Roberto Aguilar | Rosa Torres huele que alimenta
Ilustra con elocuencia y precisión el tipo de advenedizos sin moral que nos gobiernan y medran a nuestras costillas
El desparpajo con el que la asambleísta de gobierno Rosa Torres ha venido negando la evidencia (primero), victimizándose (después) y eludiendo las preguntas de fondo que plantean sus relaciones sociales (todo el tiempo), ilustra con elocuencia y precisión el tipo de advenedizos sin moral que nos gobiernan y medran a nuestras costillas: gente sin una pálida idea de lo que significa el servicio público; arribistas convencidos de que el país les debe cuando menos un reconocimiento y ellos no le deben ni siquiera explicaciones; petulantes autoendiosados que terminan siendo peligrosos de puro estúpidos, los más (también los hay peligrosos por hampones)… En fin: Rosa Torres es un mal síntoma de la enfermedad que nos carcome.
Lo primero es esa compulsión performática propia de la cultura de redes sociales a la que pertenece y que ha hecho de la comunicación política un subgénero del diseño de vestuario.

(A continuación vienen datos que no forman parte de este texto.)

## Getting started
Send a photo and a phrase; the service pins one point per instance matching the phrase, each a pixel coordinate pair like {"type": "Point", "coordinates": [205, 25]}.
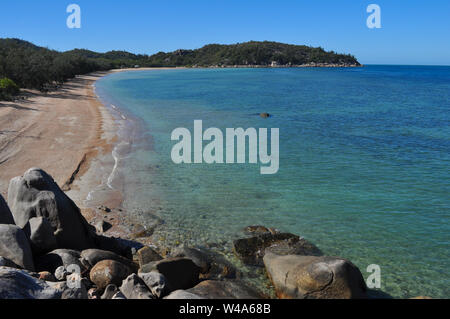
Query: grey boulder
{"type": "Point", "coordinates": [41, 234]}
{"type": "Point", "coordinates": [19, 284]}
{"type": "Point", "coordinates": [312, 277]}
{"type": "Point", "coordinates": [36, 194]}
{"type": "Point", "coordinates": [5, 214]}
{"type": "Point", "coordinates": [14, 246]}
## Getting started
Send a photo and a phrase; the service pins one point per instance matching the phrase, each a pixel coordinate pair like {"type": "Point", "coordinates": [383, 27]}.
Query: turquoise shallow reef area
{"type": "Point", "coordinates": [364, 162]}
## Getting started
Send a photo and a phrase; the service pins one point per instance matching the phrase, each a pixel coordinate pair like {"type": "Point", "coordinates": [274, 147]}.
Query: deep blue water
{"type": "Point", "coordinates": [364, 162]}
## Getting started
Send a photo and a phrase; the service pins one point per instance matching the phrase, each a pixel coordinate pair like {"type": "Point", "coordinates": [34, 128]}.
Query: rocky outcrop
{"type": "Point", "coordinates": [5, 214]}
{"type": "Point", "coordinates": [227, 289]}
{"type": "Point", "coordinates": [108, 272]}
{"type": "Point", "coordinates": [14, 246]}
{"type": "Point", "coordinates": [181, 273]}
{"type": "Point", "coordinates": [91, 257]}
{"type": "Point", "coordinates": [312, 277]}
{"type": "Point", "coordinates": [42, 237]}
{"type": "Point", "coordinates": [212, 265]}
{"type": "Point", "coordinates": [35, 194]}
{"type": "Point", "coordinates": [19, 284]}
{"type": "Point", "coordinates": [251, 250]}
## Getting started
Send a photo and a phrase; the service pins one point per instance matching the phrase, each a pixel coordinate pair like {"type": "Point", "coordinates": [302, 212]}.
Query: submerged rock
{"type": "Point", "coordinates": [36, 194]}
{"type": "Point", "coordinates": [181, 273]}
{"type": "Point", "coordinates": [19, 284]}
{"type": "Point", "coordinates": [312, 277]}
{"type": "Point", "coordinates": [42, 237]}
{"type": "Point", "coordinates": [14, 245]}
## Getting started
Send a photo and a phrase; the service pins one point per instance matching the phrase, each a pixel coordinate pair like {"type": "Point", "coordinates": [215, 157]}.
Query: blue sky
{"type": "Point", "coordinates": [413, 31]}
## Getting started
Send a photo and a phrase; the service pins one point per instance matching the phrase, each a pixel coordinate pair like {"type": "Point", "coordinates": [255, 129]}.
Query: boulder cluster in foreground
{"type": "Point", "coordinates": [49, 251]}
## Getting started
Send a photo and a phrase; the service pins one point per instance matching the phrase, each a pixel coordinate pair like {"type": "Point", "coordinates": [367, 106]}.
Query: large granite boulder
{"type": "Point", "coordinates": [212, 265]}
{"type": "Point", "coordinates": [181, 273]}
{"type": "Point", "coordinates": [5, 214]}
{"type": "Point", "coordinates": [35, 194]}
{"type": "Point", "coordinates": [227, 289]}
{"type": "Point", "coordinates": [251, 250]}
{"type": "Point", "coordinates": [312, 277]}
{"type": "Point", "coordinates": [14, 245]}
{"type": "Point", "coordinates": [91, 257]}
{"type": "Point", "coordinates": [41, 234]}
{"type": "Point", "coordinates": [19, 284]}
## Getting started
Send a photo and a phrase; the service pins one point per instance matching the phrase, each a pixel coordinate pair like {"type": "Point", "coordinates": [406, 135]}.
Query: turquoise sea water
{"type": "Point", "coordinates": [364, 162]}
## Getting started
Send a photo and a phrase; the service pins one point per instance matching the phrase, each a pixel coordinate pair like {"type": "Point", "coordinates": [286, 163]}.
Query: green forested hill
{"type": "Point", "coordinates": [31, 66]}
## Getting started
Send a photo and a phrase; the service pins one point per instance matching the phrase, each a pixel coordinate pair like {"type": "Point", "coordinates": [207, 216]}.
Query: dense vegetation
{"type": "Point", "coordinates": [25, 65]}
{"type": "Point", "coordinates": [251, 53]}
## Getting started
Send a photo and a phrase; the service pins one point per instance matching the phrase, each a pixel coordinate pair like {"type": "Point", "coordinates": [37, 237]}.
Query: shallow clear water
{"type": "Point", "coordinates": [364, 162]}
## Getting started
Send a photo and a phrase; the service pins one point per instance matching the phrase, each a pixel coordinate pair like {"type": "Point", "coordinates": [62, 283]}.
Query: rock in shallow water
{"type": "Point", "coordinates": [134, 287]}
{"type": "Point", "coordinates": [227, 289]}
{"type": "Point", "coordinates": [312, 277]}
{"type": "Point", "coordinates": [19, 284]}
{"type": "Point", "coordinates": [14, 245]}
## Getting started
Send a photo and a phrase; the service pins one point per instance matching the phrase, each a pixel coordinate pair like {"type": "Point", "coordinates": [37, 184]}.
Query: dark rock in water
{"type": "Point", "coordinates": [19, 284]}
{"type": "Point", "coordinates": [212, 265]}
{"type": "Point", "coordinates": [156, 282]}
{"type": "Point", "coordinates": [14, 246]}
{"type": "Point", "coordinates": [147, 255]}
{"type": "Point", "coordinates": [134, 288]}
{"type": "Point", "coordinates": [102, 226]}
{"type": "Point", "coordinates": [5, 262]}
{"type": "Point", "coordinates": [182, 295]}
{"type": "Point", "coordinates": [108, 272]}
{"type": "Point", "coordinates": [41, 234]}
{"type": "Point", "coordinates": [91, 257]}
{"type": "Point", "coordinates": [181, 273]}
{"type": "Point", "coordinates": [36, 194]}
{"type": "Point", "coordinates": [109, 292]}
{"type": "Point", "coordinates": [227, 289]}
{"type": "Point", "coordinates": [61, 273]}
{"type": "Point", "coordinates": [59, 257]}
{"type": "Point", "coordinates": [251, 250]}
{"type": "Point", "coordinates": [312, 277]}
{"type": "Point", "coordinates": [5, 214]}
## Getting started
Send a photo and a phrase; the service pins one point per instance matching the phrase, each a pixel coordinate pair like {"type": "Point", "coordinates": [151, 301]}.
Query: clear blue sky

Es probable que Rosa Torres, hasta ayer una mujer ‘fashion’ de sexualidad hiperproducida pero dosificada, crea sinceramente que un moño y un traje sastre bastan para marcar distancia con las chicas de la mafia que suele o solía frecuentar y con quienes no sólo comparte o compartía estética sino también (según testimonian las redes) aspiraciones y modos de vida. Lo cual sería un dato irrelevante si no fuera porque de alguna manera marca su horizonte intelectual.
Y estamos hablando de la presidenta de la Comisión de Justicia de la Asamblea, así que su horizonte intelectual es una cuestión del más alto interés público. Mucha gente (empezando por ella) parece olvidarlo, pero no hay comisión parlamentaria más importante que esa.
Lo segundo es el ya clásico recurso a la victimización, incomprensible en su caso. Porque no, Rosa Torres: nadie la está acusando a usted de nada. No hace falta montar tanto drama. A lo sumo se le está señalando lo que es obvio: su amistad con chicas de la mafia; su presencia (en una discoteca, de farra aunque no le guste la palabra y en Madrid, en medio de un viaje oficial del entonces presidente electo Daniel Noboa) en un grupo del que también hacía parte Micaela Morales, la novia de El Marino, líder de Los Lagartos. No habría despertado tanta sospecha si no lo hubiera negado: “no las conozco”, mintió, y desató una catarata de suspicacias. ¿Por qué negarlo? ¿Por mala conciencia? ¿Sabía de las actividades de lavado de dinero que desempeñaban sus amigas? ¿Alguna vez le llamaron la atención los viajes (París, Roma, Dubai…), las marcas (Prada, Gucci, Hermes…), el estilo de vida? Y más importante: ¿qué hacían esas chicas de la mafia en medio de una gira oficial del presidente electo? Sólo preguntas, Rosa Torres, que bien haría usted en contestar en lugar de ponerse tan nerviosa.
Y, por último, la confusión abstrusa de papeles, su incapacidad de comprender en dónde está el conflicto. “Hoy, como asambleísta -despacha con desvergüenza en su último video- he impulsado una reforma profunda para transparentar los concursos de jueces, fiscales y notarios”. ¿No se da cuenta de que ese, precisamente ese es el problema? Rosa Torres, amiga de lavadoras de dinero, está diseñando el sistema para elegir jueces y presentando una reforma integral a la ley de la Función Judicial. ¿A nombre de quién? ¿Al servicio de quién? ¿A alguien le importa semejante conflicto de intereses en el bloque parlamentario de gobierno?